NEWS AT SEI
This library item is related to the following area(s) of work:System of Systems
This article was originally published in News at SEI on: March 1, 2000
The focus of the past few columns has been on the various ways in which commercial off-the-shelf (COTS) products affect the way we develop systems: how we define requirements, evaluate products, and relate the activities of product evaluation and system design. This time I'd like to take a little step back, and focus on a different kind of issue that arises when an organization that is building a new system decides to "go COTS." I'd like to discuss a more programmatic topic, one that we at the SEI have had some interesting experiences with, and also describe some of our work in the area.
The topic at hand is risk: its identification, evaluation, mitigation—all of those related things that we lump under the heading of risk management. The thrust of this column will be first to consider how, for a given project, the familiar notions of risk and risk management are affected by the presence of commercial software. Second, I will describe an approach that we have been developing that specifically addresses the question of risk evaluation for COTS-based programs.
Now, the importance of managing risk needs no advocacy here. Within the software community, it has been high on everyone's list for many years. In Barry Boehm's seminal work on "spiral" development, for instance, he presents a model that is inherently risk-driven. The SEI's Software Risk Evaluation (SRE) has been a useful risk management mechanism for dozens of projects. And mandates to do program management through risk management have now made their way into such high-level policy directives as the DoD 5000 series, Clinger-Cohen, Raines' Rules, and other such binding mandates.

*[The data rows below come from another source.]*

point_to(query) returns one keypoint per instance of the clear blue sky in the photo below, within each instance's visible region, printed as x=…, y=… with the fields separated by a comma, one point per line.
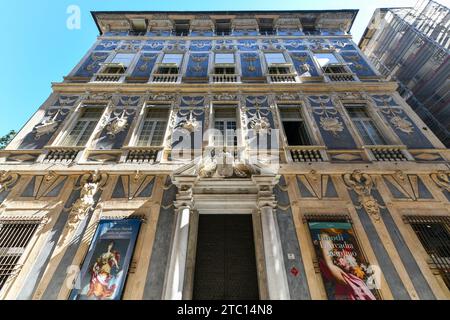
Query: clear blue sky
x=38, y=48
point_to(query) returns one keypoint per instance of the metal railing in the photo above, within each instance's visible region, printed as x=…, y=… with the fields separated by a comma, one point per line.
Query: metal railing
x=15, y=236
x=434, y=234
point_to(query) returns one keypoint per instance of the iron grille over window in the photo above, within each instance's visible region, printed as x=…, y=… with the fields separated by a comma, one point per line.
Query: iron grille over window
x=434, y=234
x=15, y=236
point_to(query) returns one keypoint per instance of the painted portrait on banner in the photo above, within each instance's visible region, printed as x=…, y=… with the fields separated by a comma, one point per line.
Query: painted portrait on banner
x=105, y=268
x=345, y=272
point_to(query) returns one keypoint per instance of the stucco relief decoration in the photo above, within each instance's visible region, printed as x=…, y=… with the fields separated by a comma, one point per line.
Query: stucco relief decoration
x=251, y=59
x=362, y=184
x=328, y=120
x=49, y=124
x=442, y=180
x=7, y=180
x=90, y=184
x=67, y=100
x=146, y=62
x=198, y=60
x=95, y=57
x=259, y=122
x=224, y=165
x=118, y=123
x=394, y=114
x=355, y=60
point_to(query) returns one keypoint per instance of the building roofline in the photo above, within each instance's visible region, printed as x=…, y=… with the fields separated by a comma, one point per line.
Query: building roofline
x=226, y=12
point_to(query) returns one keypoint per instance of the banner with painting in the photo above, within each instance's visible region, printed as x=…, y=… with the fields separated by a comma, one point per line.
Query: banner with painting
x=105, y=268
x=345, y=272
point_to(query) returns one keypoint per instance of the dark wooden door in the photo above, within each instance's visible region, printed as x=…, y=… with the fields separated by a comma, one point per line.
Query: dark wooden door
x=225, y=267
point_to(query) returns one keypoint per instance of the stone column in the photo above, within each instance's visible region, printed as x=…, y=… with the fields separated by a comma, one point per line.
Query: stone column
x=178, y=256
x=273, y=252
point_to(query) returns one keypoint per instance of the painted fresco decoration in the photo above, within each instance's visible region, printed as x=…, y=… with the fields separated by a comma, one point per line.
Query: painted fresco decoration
x=224, y=45
x=357, y=63
x=49, y=124
x=289, y=32
x=145, y=65
x=104, y=271
x=7, y=180
x=251, y=65
x=295, y=45
x=271, y=44
x=201, y=45
x=248, y=45
x=202, y=33
x=176, y=45
x=92, y=64
x=328, y=120
x=304, y=64
x=346, y=272
x=342, y=44
x=133, y=45
x=153, y=45
x=198, y=65
x=362, y=184
x=49, y=185
x=319, y=44
x=107, y=45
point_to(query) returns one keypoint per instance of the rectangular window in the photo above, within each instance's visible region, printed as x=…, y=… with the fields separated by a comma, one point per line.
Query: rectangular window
x=365, y=125
x=345, y=270
x=224, y=63
x=329, y=63
x=153, y=128
x=224, y=58
x=171, y=63
x=225, y=125
x=82, y=130
x=119, y=64
x=275, y=58
x=294, y=126
x=15, y=236
x=434, y=235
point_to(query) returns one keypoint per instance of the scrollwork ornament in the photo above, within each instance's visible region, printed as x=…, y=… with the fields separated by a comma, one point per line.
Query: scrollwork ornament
x=442, y=179
x=90, y=184
x=7, y=180
x=362, y=184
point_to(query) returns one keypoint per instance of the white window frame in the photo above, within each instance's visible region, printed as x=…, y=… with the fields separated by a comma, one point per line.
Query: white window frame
x=224, y=135
x=75, y=122
x=155, y=121
x=361, y=121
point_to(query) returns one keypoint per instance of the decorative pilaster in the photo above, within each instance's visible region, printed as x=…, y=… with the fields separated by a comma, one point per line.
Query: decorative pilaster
x=275, y=269
x=184, y=206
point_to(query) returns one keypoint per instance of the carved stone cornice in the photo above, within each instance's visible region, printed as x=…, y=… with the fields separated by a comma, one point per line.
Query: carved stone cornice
x=7, y=180
x=442, y=179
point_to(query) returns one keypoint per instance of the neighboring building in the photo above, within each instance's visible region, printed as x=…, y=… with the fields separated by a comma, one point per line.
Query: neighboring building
x=412, y=46
x=225, y=155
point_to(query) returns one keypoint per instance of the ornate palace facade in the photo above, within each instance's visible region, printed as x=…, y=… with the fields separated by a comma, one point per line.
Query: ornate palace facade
x=225, y=155
x=412, y=46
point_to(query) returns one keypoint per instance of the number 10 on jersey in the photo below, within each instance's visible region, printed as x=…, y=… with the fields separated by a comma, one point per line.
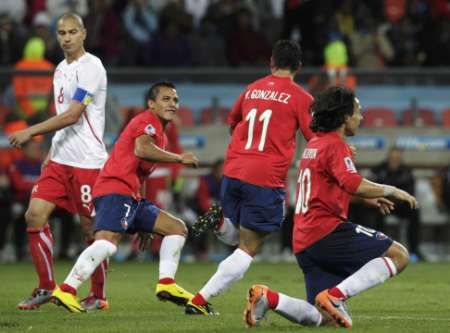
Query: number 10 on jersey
x=304, y=191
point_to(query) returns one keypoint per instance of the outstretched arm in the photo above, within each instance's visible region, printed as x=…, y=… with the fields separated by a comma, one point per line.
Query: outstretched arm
x=145, y=148
x=62, y=120
x=368, y=189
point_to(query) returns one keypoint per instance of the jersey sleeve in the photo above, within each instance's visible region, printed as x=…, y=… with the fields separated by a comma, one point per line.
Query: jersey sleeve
x=341, y=166
x=145, y=127
x=89, y=77
x=303, y=115
x=235, y=115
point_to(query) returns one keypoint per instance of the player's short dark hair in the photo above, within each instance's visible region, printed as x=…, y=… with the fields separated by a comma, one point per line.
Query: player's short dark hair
x=72, y=16
x=153, y=92
x=330, y=108
x=287, y=54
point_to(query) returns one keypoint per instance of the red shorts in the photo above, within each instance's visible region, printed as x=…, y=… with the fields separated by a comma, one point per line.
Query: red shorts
x=67, y=187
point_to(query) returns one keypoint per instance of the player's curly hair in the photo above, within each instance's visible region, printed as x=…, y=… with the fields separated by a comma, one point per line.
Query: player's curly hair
x=153, y=92
x=330, y=108
x=287, y=54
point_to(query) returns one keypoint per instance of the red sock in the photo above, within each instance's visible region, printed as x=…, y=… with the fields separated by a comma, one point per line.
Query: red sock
x=335, y=292
x=199, y=300
x=272, y=299
x=166, y=281
x=40, y=243
x=98, y=280
x=68, y=289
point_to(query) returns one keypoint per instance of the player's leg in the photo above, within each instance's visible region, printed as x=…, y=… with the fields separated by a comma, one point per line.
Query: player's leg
x=227, y=230
x=374, y=272
x=223, y=220
x=261, y=299
x=40, y=243
x=368, y=259
x=230, y=270
x=50, y=191
x=260, y=213
x=104, y=246
x=96, y=299
x=151, y=219
x=114, y=214
x=82, y=183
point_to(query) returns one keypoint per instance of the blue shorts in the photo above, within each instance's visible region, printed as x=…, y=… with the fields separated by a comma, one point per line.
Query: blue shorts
x=254, y=207
x=338, y=255
x=121, y=213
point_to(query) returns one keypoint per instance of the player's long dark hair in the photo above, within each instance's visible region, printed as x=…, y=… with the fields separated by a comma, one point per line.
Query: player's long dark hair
x=330, y=108
x=287, y=54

And, as the saying goes, we are not alone. The predilection for seeing the world through risk-colored glasses is not unique to the software community; it is equally ubiquitous from a wider perspective as well. A recent national advertisement for General Motors automobiles stresses how "you will be risk-free" if you buy a GM car. Educational building designers focus on creating "risk-free environments" where students can learn. For many years now, every citizen of this land has become aware of the financial and credit agencies that increasingly invade our privacy to determine "how good a risk" each of us might be. And throughout our society as a whole, there is a growing perception that we are trying to nail down all-encompassing safety standards, tamper-proof bottles, child-proof everything, and so forth, presumably to reduce the daily risk of living our lives. (Other writers may wish to comment on whether such a goal is achievable, much less desirable. I am simply noting the societal trend.) With all of this interest in risk, I'm a little surprised that the manufacturers of the old board game "Risk" have not seen fit to embark on a new advertising campaign. Given the current interest in the word, they could make quite a bundle.
But all of this furor notwithstanding, it is no less true that the central idea—that early in any enterprise we should identify those things that threaten our success, and either avoid them or somehow mitigate them—makes perfect sense in most things, and especially good sense in software development, a very risky enterprise indeed.
It should be abundantly clear to readers of this column that the widespread use of commercial products in complex software systems poses many novel challenges to both developer and manager. We have, I hope, gained widespread agreement that "doing COTS" means doing some very different things. And there is ample evidence for the following assertion: the simplistic notion that one can easily "add COTS" to a traditional notion of system construction has brought grief to many programs. So as a community, we are now beginning to gain some clarity about the changes—some subtle, some drastic—that we must make when building COTS-based systems. But compared with the "build-from-scratch" paradigm, we are still in a fairly early stage of maturity, and most of us need a good deal more experience in many areas before we will have a firm understanding and broad expertise about "the COTS-based development paradigm" and what it means for system development.
These cautions are no less true when one deals with risk management. If one concurs that the impact of COTS is pervasive across the life cycle (and I hope that you do), and that good risk management entails analyzing and mitigating risks wherever they occur, then it is logical that risk management in COTS-based programs must accommodate the marketplace, whether subtly or drastically, just as everything else must. The changes may be various, though most often will involve COTS either bringing new sources of risk to a program, or exacerbating old forms of risk.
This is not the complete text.